As we approach our 5th day without power here in lower Manhattan, I wanted to update our users on how we’ve fared here at Octopart during Hurricane Sandy.
Our team members are all safe and doing well. Watching the images of destruction puts into perspective the small inconvenience of walking uptown to charge my phone battery. Our hearts go out to all who were affected.
As the storm approached on Sunday evening, this image made a strong impression.
We utilize Amazon Web Services to power Octopart, in particular the us-east-1 region which is located in Northern Virginia. Although we spread our services across availability zones within the region, the swath of red on the map above made it clear that those preparations were not enough.

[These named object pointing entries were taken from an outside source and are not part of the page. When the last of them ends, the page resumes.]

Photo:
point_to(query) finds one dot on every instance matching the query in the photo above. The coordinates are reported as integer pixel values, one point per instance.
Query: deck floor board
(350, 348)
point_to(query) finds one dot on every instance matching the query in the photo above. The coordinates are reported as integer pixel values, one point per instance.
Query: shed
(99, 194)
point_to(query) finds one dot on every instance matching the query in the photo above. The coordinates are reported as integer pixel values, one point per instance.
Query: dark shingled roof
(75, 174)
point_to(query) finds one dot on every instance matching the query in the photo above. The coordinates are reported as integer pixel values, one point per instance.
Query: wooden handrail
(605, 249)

High on our to-do list has been testing our ability to migrate to a different AWS region. We quickly decided to run that test.
We immediately began migrating databases, spinning up web servers, and moving search indexes across the country to the us-west-2 region in Oregon. We ran into a number of stumbling blocks which we figured would be useful to share:
EBS snapshots cannot be moved between regions
UPDATE: AWS now supports cross region copying of EBS snapshots
This meant that we could not simply snapshot our existing webserver EBS volumes in us-east-1 and build new EBS volumes from them in us-west-2. Instead we had to rebuild the servers from our puppet definitions, a longer process. This surprised us because EBS snapshots are stored on S3 in non user-viewable buckets. Since S3 is available from any region we (incorrectly) assumed that we would be able to access EBS snapshots from any region.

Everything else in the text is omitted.